Makaron ugotowałam al dente i podałam jak klasyczne spagetti.

Szybko, łatwo i smacznie :)

środa, 21 sierpnia 2013

Dieta wątrobowa: schab z warzywami w folii

Warzywka górą oczywiście... Odrobina marchewki, pietruszki w korzeniu, selera, ziemniaka, plaster schabu i jest obiad.
  • 2 marchewki
  • 1 pietruszka
  • kawałek selera
  • 1 średni ziemniak
  • plaster 1 cm schabu bez kości
  • sól
  • 1 łyżeczka oleju słonecznikowego
  • zioła prowansalskie
  • ostropest
Warzywa pokroiłam w słupki, posoliłam, doprawiłam ziołami i wymieszałam z olejem. Umieściłam warzywa w kieszonce z folii aluminiowej a mięso położyłam na wierzchu warzyw. Zamknęłam kieszonkę i zapiekłam w piekarniku.
Temperatura: 180 st. C., czas: 30 min

wtorek, 20 sierpnia 2013

Dieta wątrobowa: "czarny" makaron

Bardzo szybki posiłek, który może posłużyć jako obiad i jako deser. Akurat zrobiłam ten makaron na obiad jako drugie danie.
  • 100 g makaronu nitki
  • 1/2 szklanki owoców czarnej porzeczki
  • 1 łyżeczka cukru
Makaron ugotowałam na półtwardo. Zagotowałam wodę i do osolonej wody wrzuciłam makaron. Zgasiłam ogień pod garnkiem i przykryłam, aby makaron zmiękł. Po 1,5 minucie makaron odcedziłam i przepłukałam zimna wodą. 

Do garnuszka wsypałam porzeczki i zasypałam je cukrem. Gotowałam je przez ok 5 min, aby rozpadły się. Po tym czasie do sosu porzeczkowego dodałam makaron. Wymieszałam i zagotowałam. Podałam na talerzu jak na zdjęciu.
Smacznego :)

poniedziałek, 19 sierpnia 2013

Dieta wątrobowa: Mandarynkowy sernik na zimno

Każdy będąc na diecie chciałby poprawić sobie humorek czymś słodkim. Znalazłam złoty środek w diecie wątrobowej. Serniczek na zimno. To jest mój pierwszy wypiek sernika na zimno, a tym bardziej od momentu przebywania na diecie wątrobowej.
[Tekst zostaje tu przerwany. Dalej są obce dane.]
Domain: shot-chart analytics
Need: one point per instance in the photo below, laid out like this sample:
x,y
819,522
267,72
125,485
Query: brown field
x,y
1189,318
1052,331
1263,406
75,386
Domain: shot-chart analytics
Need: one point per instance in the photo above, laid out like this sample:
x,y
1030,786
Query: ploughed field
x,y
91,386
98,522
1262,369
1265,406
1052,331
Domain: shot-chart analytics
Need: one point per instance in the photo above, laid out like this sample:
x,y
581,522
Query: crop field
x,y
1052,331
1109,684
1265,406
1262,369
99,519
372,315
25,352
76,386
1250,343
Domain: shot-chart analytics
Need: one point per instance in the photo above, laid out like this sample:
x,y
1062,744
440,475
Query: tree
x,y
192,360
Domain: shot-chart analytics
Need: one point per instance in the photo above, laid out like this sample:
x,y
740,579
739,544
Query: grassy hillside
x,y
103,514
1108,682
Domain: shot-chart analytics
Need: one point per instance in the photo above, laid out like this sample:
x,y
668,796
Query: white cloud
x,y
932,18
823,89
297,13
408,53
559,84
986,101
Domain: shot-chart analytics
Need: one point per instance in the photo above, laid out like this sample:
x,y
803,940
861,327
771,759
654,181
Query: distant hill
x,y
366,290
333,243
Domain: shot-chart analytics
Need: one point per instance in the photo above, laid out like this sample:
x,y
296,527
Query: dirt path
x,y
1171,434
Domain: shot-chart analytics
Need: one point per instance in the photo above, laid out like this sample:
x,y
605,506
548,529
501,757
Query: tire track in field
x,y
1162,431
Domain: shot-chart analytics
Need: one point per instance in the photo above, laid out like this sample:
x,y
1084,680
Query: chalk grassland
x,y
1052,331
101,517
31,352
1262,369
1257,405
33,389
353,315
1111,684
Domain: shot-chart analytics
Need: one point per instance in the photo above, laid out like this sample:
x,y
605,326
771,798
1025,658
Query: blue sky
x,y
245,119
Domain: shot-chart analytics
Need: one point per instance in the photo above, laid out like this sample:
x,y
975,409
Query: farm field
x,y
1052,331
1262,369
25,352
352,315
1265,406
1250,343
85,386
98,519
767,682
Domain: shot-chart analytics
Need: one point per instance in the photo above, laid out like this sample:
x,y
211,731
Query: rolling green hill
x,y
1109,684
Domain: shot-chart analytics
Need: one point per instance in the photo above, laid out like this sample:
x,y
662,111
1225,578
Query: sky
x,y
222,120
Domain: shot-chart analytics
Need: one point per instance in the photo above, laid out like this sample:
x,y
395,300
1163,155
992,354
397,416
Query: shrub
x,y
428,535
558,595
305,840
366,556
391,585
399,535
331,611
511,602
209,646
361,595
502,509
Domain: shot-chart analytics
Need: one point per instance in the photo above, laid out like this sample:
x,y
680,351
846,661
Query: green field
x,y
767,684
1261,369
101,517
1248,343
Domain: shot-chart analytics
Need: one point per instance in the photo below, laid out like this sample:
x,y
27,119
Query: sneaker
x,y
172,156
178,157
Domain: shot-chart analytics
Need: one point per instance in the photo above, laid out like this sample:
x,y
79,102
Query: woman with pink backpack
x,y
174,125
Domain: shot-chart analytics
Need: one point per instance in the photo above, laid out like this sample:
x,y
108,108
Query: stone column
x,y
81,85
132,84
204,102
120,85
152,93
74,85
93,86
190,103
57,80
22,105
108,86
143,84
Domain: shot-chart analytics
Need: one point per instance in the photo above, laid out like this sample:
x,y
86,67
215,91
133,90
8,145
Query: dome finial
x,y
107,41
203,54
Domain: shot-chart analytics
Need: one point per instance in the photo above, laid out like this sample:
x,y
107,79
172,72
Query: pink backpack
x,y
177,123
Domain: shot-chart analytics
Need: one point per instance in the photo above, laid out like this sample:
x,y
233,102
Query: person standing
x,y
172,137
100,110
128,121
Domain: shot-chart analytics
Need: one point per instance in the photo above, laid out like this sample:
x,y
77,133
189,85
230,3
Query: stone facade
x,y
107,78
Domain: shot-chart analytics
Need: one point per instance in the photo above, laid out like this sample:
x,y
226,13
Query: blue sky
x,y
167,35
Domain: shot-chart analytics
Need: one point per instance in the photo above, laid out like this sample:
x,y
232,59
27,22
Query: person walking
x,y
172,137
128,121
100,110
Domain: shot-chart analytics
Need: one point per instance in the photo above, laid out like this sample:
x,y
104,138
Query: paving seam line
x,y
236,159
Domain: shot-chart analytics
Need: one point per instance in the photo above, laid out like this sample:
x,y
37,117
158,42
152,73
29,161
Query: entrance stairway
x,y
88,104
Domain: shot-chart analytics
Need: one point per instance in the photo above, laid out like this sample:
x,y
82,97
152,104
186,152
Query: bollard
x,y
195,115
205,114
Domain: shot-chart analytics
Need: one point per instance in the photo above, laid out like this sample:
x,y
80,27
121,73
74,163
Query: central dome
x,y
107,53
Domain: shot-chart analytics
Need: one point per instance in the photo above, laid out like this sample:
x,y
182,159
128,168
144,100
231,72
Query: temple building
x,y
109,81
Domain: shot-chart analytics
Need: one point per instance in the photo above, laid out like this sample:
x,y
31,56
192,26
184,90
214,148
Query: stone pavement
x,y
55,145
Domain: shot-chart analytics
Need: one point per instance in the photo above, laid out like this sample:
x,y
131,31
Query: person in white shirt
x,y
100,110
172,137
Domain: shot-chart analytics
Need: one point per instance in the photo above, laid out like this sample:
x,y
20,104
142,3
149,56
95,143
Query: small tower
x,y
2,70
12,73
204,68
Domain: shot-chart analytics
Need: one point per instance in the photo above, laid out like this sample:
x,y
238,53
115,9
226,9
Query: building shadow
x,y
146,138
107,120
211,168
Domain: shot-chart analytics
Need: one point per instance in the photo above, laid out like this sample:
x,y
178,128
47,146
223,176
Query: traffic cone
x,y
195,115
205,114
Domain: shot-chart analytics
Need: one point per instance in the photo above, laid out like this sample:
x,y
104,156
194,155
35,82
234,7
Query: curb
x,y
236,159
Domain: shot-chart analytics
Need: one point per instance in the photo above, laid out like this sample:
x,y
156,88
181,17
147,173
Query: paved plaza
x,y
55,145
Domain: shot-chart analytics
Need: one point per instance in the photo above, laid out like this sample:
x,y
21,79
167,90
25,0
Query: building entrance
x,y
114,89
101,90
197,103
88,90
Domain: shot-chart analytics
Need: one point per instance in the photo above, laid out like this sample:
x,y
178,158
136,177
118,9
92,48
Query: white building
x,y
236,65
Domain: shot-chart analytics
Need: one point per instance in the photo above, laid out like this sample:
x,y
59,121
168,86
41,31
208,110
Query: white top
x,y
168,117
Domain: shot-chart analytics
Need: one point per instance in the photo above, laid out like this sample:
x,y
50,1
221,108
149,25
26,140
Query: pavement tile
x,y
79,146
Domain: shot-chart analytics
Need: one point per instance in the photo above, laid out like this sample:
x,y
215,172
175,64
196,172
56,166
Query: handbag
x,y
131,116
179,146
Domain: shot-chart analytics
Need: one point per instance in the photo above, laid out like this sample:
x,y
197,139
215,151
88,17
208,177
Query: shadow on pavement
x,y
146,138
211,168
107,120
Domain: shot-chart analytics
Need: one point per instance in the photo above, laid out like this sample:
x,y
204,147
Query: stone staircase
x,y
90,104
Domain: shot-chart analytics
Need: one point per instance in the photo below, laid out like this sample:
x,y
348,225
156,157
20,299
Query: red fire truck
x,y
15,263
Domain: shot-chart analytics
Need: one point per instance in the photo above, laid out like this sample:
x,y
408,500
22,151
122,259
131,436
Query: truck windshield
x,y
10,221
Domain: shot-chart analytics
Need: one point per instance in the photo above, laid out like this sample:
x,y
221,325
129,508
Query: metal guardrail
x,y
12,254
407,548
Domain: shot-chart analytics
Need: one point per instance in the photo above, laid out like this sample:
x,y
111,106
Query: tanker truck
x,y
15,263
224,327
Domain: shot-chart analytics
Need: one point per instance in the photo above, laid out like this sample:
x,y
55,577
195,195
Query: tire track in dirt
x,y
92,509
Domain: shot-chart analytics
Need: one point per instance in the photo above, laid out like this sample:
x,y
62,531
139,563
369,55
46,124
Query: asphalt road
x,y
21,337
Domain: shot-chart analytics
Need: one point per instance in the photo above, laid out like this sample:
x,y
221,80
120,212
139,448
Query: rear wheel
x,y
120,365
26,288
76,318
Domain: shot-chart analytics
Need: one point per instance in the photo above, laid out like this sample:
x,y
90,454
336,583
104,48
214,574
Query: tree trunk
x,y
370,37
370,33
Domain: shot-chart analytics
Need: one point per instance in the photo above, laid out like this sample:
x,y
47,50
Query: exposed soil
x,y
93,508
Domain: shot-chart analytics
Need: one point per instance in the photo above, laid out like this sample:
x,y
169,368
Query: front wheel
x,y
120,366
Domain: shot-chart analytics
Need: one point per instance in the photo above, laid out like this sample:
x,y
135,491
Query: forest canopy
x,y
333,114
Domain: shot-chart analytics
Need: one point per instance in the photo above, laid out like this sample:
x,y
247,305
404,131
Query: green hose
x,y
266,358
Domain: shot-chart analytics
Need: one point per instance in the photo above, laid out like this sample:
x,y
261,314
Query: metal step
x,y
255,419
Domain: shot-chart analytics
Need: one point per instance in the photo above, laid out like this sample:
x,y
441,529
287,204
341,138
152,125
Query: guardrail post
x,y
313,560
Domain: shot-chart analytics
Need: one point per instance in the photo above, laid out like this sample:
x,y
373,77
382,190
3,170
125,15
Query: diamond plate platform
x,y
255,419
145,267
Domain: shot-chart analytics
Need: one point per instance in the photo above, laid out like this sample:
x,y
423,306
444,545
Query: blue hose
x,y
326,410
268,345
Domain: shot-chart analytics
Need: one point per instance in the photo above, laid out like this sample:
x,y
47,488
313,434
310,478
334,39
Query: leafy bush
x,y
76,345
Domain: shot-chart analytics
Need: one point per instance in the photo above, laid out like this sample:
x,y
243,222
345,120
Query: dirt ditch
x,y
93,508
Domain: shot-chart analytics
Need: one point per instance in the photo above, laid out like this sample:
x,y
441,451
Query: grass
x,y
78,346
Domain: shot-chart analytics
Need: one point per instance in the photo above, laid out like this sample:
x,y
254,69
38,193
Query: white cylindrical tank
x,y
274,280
Przepis na biszkopt z białek znajduje się tutaj
  • sok i miąższ z 2 mandarynek
  • 2,5 łyżki żelatyny
  • 2 łyżki cukru
  • 1/2 kg sera homogenizowanego lub z wiaderka na sernik
  • 2 galaretki dowolnego smaku 
  • owoce
1 łyżkę żelatyny rozpuściłam w odrobinie (50 ml) gorącej wody. Do 1/2 opakowania serka dodałam cukier i rozpuszczoną żelatynę. Przygotowaną masę serową przelałam na upieczony biszkopt. Wstawiłam do lodówki do stężenia.
Wycisnęłam sok i miąższ z mandarynek, które następnie zblendowałam na sok. Wlałam go do garnuszka i zagotowałam. Zestawiłam z ognia garnek, wsypałam 1,5 łyżkę żelatyny. Wszystko dokładnie wymieszałam do całkowitego rozpuszczenia. Do gęstniejącej masy przełożyłam  1/2 opakowania serka i za pomocą trzepaczki połączyłam masy. Tężejącą masę mandarynkowo - serową przelałam na masę serową i ponownie włożyłam tortownicę do lodówki.
Do wykonania tego sernika tym razem użyłam wiśni ze słoika, które przygotowałam z mamą latem. Rozłożyłam je na stężonej masie mandarynkowo - serowej. Dwie galaretki przygotowałam według przepisu na opakowaniu i tężejącą galaretkę wylałam na owoce. Tak wykończony sernik umieściłam w lodówce na całą noc, aby dobrze się schłodził i stężał.
Zainspirowałam się przepisem, którego autorką jest p.jola1.5 z portalu ugotujto.pl

piątek, 16 sierpnia 2013

Dyniowe muffiny z bananowym sercem

Czas powrócić do pieczenia babeczek... Muffiny, bo właśnie je mam na myśli były wszędzie, jeden wielki szał na babeczki. Teraz odrobinę zapomniane a jak proste i szybkie w przygotowaniu. Bez większych starań i wysiłku słodkości wyjdą każdemu.


  • 2 szklanki mąki
  • 1 łyżeczka proszku do pieczenia
  • 1/2 szklanki cukru
  • 1/2 łyżeczki soli
  • 1 jajko
  • 1/2 szklanki oleju lub roztopionego masła
  • szczypta przyprawy do piernika
  • 1/2 banana
  • 1/2 szklanki puree z dyni



Suche składniki wymieszałam ze sobą, tak samo zrobiłam z mokrymi. Bez większych starań połączyłam suche składniki z mokrymi. Nałożyłam do foremek z papilotkami i w środek włożyłam po kawałku banana pokrojonego wzdłuż na ćwiartki.  włożyłam do piekarnika nagrzanego do temperatury 100 st. C.
Temperatura: 200 st. C, czas: 15-20 min.

Zadowolona byłam z tych babeczek, smakowały świetnie - zwłaszcza z tą bananową nutą. Jedyną wadą było puste miejsce po bananie, gdyż podczas pieczenia banan po prostu rozgotował się i rozpłynął, a ciasto wchłonęło go.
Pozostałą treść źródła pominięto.